Mlange v. Kipipa Civ. App. (PC) 88-A-68; 14/3/70; Bramble J.

The appellant brought a suit against the respondent for an acre of land. After examining all the evidence, the trial magistrate found for the appellant. But the District Magistrate reversed that decision. His reasons were that at the first hearing of the appeal a man brought a letter dated 3rd July, 1969 stating that the kihamba in dispute was in his hands, having being mortgaged to him by the present respondent for a big sum, and that as the litigants are related he was suspicious that there was a trick to make him lose what he had offered for it. With the agreement of the respondent that the land was not in his hand the court found that the wrong party had been sued.

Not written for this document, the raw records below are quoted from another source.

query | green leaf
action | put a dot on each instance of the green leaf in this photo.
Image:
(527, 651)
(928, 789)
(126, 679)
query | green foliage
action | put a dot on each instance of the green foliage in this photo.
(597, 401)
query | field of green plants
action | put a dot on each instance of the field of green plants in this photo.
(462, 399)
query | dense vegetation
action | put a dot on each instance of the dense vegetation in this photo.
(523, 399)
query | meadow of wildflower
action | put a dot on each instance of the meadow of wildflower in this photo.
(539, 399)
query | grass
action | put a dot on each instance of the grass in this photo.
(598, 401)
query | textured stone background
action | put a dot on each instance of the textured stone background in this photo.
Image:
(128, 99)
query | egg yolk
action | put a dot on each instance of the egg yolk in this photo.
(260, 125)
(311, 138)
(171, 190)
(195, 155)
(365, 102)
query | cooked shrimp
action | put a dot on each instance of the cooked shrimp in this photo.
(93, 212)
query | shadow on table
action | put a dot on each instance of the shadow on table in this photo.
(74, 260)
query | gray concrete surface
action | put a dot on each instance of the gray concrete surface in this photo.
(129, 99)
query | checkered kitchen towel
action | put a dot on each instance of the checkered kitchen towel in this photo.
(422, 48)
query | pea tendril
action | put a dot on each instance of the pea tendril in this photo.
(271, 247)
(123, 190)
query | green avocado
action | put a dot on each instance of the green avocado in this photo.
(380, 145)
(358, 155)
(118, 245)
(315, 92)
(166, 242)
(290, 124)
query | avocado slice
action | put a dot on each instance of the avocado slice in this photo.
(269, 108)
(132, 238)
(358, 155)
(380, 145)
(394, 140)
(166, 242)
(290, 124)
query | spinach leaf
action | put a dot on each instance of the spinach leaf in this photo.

            Held: (1) “While the district court has power to hear additional evidence such evidence must be for the clarification of an issue raised on the record. The respondent never alleged that he was not in possession of the Kihamba. In addition the letter referred to was not admissible evidence. Assuming that the court wished to enquire into the contents of the letter the proper thing would have been to call the writer as a witness and give the appellant an opportunity of cross-examining him. The appellant never had such an opportunity and in these circumstances the admission of the evidence could lead to a grave injustice. Moreover, the fact that the Kihamba as mortgaged did not displace the respondent’s claim to ownership since although he may have given possession to mortgagee as a security for a loan he would still be the legal owner. The mortgagee may have a remedy against one or other of the parties but this was never an issue in the present case. There was no foundation in fact or in law for the decision that the respondent was not the right party to the sued.” (2) Appeal allowed.